Immigrants – a pivotal issue
As enormous crowds of refugees and economic migrants streamed into Europe from North Africa and the Middle East over the past year or so, millions of British voters have taken fright. Soaring annual net immigration to Britain – 323,000 on the latest figures, more than three times Cameron’s 2011 “no ifs, no buts, pledge” to keep the numbers down – has been matched by spikes in British concern, and increasing disquiet about Britain’s membership of the EU.
Cameron was taken to task on immigration in the EU debate on Tuesday, and booed by the audience after refusing to say by how much net migration would fall by as a result of his renegotiation with the EU.
“I haven’t made a forecast,” he said, blaming “extraordinary years in the EU” for the unprecedented surge in migration numbers.
A survey of 10 large EU nations by the Washington-based Pew Research Centre, released on Tuesday, found plummeting support for the EU, most strikingly in France, where only 38 per cent of respondents said they had a favourable view of the EU, down 17 points from last year.
Favourability ratings also fell by 16 points in Spain to 47 per cent, Reuters reported, by eight points in Germany to 50 per cent, and by seven points in Britain to 44 per cent.

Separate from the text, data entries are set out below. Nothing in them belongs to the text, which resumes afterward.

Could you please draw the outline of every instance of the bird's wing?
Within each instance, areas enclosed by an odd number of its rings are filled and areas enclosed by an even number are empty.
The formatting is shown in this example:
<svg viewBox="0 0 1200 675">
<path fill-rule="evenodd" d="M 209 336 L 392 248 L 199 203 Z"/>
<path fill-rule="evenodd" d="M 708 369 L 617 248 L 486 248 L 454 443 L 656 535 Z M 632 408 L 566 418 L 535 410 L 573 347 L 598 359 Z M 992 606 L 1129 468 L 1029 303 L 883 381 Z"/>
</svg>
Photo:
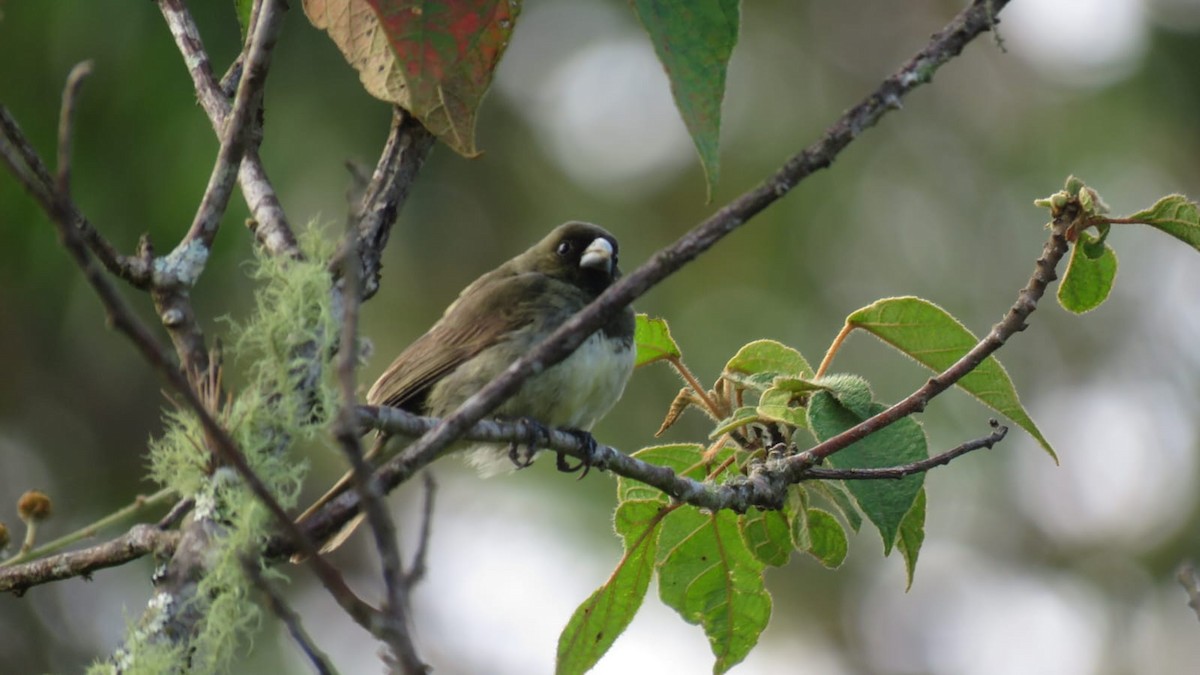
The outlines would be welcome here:
<svg viewBox="0 0 1200 675">
<path fill-rule="evenodd" d="M 396 357 L 384 375 L 371 387 L 367 402 L 424 413 L 421 408 L 430 388 L 487 346 L 497 344 L 508 333 L 532 322 L 534 316 L 528 311 L 520 311 L 516 300 L 530 295 L 538 298 L 550 285 L 544 275 L 534 273 L 510 275 L 485 285 L 472 285 L 450 305 L 433 328 Z M 535 300 L 533 305 L 541 304 Z M 462 319 L 464 316 L 476 318 L 464 321 Z M 373 461 L 384 444 L 380 438 L 367 450 L 364 459 Z M 305 509 L 296 518 L 296 522 L 312 518 L 320 507 L 344 492 L 350 484 L 352 476 L 347 473 Z M 334 533 L 320 546 L 320 552 L 326 554 L 342 545 L 361 522 L 362 514 L 359 514 Z M 302 560 L 304 556 L 299 554 L 292 557 L 292 562 Z"/>
</svg>

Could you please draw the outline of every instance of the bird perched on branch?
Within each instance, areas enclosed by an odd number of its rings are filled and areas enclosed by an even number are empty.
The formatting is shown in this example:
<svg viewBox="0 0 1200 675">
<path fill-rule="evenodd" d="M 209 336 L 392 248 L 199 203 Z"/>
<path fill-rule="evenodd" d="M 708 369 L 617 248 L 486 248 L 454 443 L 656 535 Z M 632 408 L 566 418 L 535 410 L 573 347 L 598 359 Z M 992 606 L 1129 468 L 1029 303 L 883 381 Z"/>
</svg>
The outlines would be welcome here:
<svg viewBox="0 0 1200 675">
<path fill-rule="evenodd" d="M 442 318 L 408 346 L 367 393 L 367 402 L 430 417 L 445 417 L 518 357 L 546 339 L 620 276 L 617 239 L 586 222 L 556 227 L 529 250 L 480 276 L 446 307 Z M 634 370 L 634 310 L 625 307 L 571 356 L 533 375 L 494 411 L 502 419 L 530 420 L 586 432 L 612 408 Z M 588 436 L 590 440 L 590 436 Z M 368 455 L 379 452 L 377 443 Z M 458 442 L 484 474 L 527 466 L 515 447 Z M 559 458 L 559 468 L 571 468 Z M 349 485 L 343 477 L 300 520 Z M 360 516 L 361 518 L 361 516 Z M 341 545 L 360 518 L 331 538 Z"/>
</svg>

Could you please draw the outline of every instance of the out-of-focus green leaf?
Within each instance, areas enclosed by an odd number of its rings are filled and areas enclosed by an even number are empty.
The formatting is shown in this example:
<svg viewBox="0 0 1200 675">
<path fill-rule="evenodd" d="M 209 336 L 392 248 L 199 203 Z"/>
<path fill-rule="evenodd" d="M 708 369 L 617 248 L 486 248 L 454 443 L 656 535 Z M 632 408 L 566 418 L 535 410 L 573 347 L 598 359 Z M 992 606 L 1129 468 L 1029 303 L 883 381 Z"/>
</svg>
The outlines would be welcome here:
<svg viewBox="0 0 1200 675">
<path fill-rule="evenodd" d="M 922 298 L 886 298 L 853 312 L 846 317 L 846 323 L 866 330 L 937 372 L 953 365 L 978 342 L 956 318 Z M 958 386 L 1012 419 L 1058 461 L 1050 442 L 1021 407 L 1013 381 L 995 357 L 984 359 L 959 380 Z"/>
<path fill-rule="evenodd" d="M 1108 299 L 1116 274 L 1116 251 L 1090 233 L 1080 232 L 1067 271 L 1058 282 L 1058 304 L 1075 313 L 1094 310 Z"/>
<path fill-rule="evenodd" d="M 637 327 L 634 330 L 634 344 L 637 345 L 637 357 L 634 368 L 643 366 L 662 359 L 679 358 L 679 346 L 671 338 L 671 328 L 661 318 L 637 315 Z"/>
<path fill-rule="evenodd" d="M 659 546 L 659 596 L 704 628 L 716 656 L 713 673 L 725 673 L 754 649 L 770 619 L 763 563 L 727 510 L 676 509 L 662 521 Z"/>
<path fill-rule="evenodd" d="M 720 169 L 725 70 L 738 41 L 738 0 L 634 0 L 671 80 L 712 195 Z"/>
<path fill-rule="evenodd" d="M 1200 251 L 1200 207 L 1183 195 L 1168 195 L 1129 220 L 1145 222 Z"/>
</svg>

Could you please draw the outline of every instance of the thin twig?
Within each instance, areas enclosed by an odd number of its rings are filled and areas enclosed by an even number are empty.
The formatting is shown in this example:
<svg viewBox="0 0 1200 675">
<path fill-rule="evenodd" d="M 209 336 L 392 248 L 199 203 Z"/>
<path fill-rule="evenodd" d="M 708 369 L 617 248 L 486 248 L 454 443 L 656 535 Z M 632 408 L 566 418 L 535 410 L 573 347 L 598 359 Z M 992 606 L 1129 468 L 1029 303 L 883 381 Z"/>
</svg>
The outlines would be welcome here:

“The British are not the only ones with doubts about the European Union,” Pew said.
If Britain votes to leave the EU on June 23, it’s likely the disaffected rumblings across Europe will get louder and more difficult to ignore, and may ignite the exit push in other nations (Frexit? Gexit? Spexit?).
A British vote to leave the EU would have enormous and far-reaching consequences. Financial heavyweights have warned the split would send shockwaves through the British economy. Diplomats fear a Brexit vote will damage the standing of the EU, and erode the bloc’s already crumbling credibility.
Worse, some analysts see a successful Brexit vote as a forerunner to the break-up of the entire bloc and a return to a divided continent of relatively small, isolated and occasionally warring nations.
The independence push in disaffected regions – such as Scotland, Northern Ireland and even Spain’s Catalonia – could also be reenergised by an Out vote.